Empfehlungen 7 und 8 «Berücksichtigung der Kostendimension»

Die beiden Empfehlungen sprechen die Kostendimension bei der Ausarbeitung der Pflichtenhefte sowie bei der Evaluation und auf der Ebene von Management und Controlling an. Es ist unbestritten, dass den Lebenswegkosten (bzw. den Kosten während der Nutzungsdauer) gegenüber den reinen Beschaffungskosten ein deutlich höherer Stellenwert zukommt. Entsprechend wird die Bedeutung des Lebenswegkostenansatzes sowohl in der überarbeiteten Rüstungspolitik wie auch in der neuen Beschaffungsstrategie für das VBS speziell hervorgehoben. Erste konkrete Auswirkungen zeigen sich in den Pflichtenheften zur Evaluation neuer Beschaffungsvorhaben sowie in der Diskussion aktueller Evaluationsergebnisse (Beispiel TigerTeilersatz TTE).

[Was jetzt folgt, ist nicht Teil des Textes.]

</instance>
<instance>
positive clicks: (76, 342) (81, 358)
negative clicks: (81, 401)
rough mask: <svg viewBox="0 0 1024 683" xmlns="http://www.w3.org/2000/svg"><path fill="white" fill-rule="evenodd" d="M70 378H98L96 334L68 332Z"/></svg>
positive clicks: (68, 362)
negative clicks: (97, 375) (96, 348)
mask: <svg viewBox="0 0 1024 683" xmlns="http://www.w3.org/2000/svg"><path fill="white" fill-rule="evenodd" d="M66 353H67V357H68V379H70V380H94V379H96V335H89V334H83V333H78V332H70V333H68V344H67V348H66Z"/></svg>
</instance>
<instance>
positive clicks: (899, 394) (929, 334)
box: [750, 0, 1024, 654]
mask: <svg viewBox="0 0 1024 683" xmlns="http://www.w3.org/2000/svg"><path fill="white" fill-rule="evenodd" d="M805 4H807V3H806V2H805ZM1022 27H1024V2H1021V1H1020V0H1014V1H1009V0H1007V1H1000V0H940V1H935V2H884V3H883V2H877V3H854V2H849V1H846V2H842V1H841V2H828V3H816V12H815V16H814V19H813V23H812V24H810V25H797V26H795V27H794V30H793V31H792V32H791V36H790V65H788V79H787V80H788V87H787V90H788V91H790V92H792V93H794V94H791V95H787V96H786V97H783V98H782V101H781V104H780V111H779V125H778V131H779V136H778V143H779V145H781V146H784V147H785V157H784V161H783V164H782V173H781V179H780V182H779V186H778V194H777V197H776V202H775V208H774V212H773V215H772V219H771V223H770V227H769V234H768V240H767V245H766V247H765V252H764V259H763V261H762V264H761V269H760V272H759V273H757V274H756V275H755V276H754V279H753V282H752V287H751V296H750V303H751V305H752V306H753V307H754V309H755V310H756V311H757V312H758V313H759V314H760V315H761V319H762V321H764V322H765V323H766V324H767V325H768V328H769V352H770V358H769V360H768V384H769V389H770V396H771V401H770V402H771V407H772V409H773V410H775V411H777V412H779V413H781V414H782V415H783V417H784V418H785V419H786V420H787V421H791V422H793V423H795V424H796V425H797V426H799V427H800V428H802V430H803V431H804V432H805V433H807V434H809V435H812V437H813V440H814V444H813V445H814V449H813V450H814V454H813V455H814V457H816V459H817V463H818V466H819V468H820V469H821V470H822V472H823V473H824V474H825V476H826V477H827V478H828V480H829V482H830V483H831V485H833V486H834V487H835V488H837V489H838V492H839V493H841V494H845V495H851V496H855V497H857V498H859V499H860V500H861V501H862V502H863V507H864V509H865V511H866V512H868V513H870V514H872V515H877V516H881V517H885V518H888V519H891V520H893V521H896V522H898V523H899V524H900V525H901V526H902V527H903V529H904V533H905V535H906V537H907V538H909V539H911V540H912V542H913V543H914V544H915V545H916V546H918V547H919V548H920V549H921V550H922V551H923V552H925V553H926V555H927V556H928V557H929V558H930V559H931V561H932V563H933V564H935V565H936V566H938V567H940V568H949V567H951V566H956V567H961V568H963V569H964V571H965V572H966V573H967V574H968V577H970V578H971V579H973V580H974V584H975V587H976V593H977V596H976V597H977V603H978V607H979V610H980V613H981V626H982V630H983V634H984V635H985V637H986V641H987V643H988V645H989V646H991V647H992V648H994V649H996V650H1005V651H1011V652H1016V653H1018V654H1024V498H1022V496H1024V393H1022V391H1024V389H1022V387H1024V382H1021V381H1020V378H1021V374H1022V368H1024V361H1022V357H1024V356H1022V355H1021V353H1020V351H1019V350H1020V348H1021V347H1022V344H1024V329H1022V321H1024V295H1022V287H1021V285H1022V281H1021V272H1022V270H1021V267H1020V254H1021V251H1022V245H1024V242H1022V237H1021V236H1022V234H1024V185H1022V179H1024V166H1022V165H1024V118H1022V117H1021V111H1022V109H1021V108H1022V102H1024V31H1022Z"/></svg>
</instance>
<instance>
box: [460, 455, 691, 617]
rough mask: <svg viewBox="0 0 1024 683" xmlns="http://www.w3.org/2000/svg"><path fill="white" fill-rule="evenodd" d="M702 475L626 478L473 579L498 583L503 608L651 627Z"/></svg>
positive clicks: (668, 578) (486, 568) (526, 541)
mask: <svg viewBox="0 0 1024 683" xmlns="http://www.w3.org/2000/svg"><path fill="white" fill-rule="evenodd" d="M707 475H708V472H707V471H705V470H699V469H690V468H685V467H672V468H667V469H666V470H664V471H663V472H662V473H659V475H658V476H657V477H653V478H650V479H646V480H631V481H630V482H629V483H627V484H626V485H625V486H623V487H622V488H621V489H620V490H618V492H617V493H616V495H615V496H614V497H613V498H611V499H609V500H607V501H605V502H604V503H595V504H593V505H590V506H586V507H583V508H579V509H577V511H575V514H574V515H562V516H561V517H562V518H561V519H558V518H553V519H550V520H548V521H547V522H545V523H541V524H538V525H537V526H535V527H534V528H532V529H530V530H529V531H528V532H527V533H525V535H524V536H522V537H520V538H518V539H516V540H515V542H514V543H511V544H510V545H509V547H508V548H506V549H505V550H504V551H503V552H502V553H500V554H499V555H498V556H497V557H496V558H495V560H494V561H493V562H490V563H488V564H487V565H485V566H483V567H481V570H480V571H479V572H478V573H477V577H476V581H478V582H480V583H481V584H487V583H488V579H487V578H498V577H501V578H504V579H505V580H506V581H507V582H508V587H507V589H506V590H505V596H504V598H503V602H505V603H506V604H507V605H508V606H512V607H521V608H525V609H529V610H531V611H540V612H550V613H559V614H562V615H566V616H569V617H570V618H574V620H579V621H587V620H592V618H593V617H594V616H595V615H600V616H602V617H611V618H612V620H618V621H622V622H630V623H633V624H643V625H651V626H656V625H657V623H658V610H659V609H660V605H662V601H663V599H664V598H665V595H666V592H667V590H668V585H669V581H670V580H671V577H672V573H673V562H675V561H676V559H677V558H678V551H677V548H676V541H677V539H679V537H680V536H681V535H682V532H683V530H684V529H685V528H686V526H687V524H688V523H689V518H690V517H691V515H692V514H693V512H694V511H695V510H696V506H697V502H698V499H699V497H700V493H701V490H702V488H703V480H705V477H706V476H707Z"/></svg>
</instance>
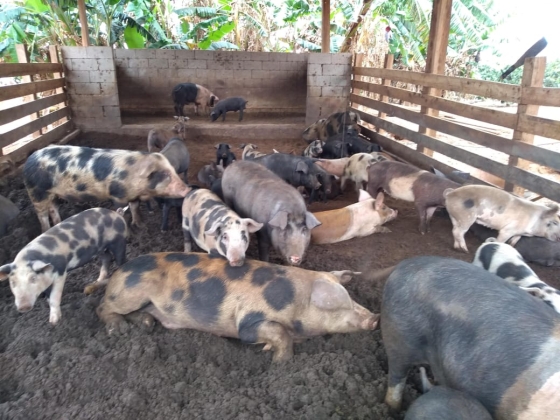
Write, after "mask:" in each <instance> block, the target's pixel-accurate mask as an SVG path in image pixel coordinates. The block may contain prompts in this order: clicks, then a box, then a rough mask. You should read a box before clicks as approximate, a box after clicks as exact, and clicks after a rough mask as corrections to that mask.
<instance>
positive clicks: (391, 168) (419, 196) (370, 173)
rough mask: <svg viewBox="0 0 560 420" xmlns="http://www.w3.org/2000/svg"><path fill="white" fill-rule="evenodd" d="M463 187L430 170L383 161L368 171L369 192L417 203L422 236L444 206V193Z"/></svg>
mask: <svg viewBox="0 0 560 420" xmlns="http://www.w3.org/2000/svg"><path fill="white" fill-rule="evenodd" d="M459 186H460V185H459V184H457V183H456V182H453V181H451V180H449V179H444V178H440V177H438V176H436V175H434V174H432V173H430V172H428V171H423V170H421V169H418V168H415V167H414V166H410V165H407V164H405V163H401V162H391V161H387V162H379V163H376V164H375V165H371V166H370V167H369V168H368V186H367V191H368V193H369V194H370V195H371V196H372V197H373V196H375V195H377V193H378V192H379V191H381V190H384V191H385V192H386V193H387V194H389V195H390V196H392V197H394V198H398V199H400V200H405V201H413V202H414V206H415V207H416V210H417V211H418V215H419V216H420V226H419V230H420V233H421V234H422V235H424V234H425V233H427V232H428V231H429V223H430V219H431V218H432V216H433V215H434V212H435V211H436V209H437V208H438V207H442V206H443V205H444V196H443V192H444V191H445V190H446V189H452V188H458V187H459Z"/></svg>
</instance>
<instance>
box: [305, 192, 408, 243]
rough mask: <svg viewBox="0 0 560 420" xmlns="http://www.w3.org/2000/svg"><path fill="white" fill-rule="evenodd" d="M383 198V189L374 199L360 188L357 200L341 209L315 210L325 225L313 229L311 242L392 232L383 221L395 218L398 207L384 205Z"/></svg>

«armasuisse» nimmt diesen Ansatz in ihrer neuen Unternehmensstrategie auf; das konkrete Controlling ist Teil des überarbeiteten Managementsystems, welches seinerseits ISO-zertifiziert ist. Parallel dazu entwickelt der Bereich V eine Kosten-/ Leistungsrechnung, welche im Zuge von NRM seit 1. Januar 2007 schrittweise aufgebaut und eingeführt wird. Mit diesem neuen Instrument wird es künftig möglich sein, die Kosten während der Nutzungsphase detailliert zu erfassen und damit eine wesentliche Informationslücke zu schliessen. Beide Neuerungen auf Beschaffungs- und Nutzungsebene führen damit zu einer besseren Transparenz der Lebenswegkosten.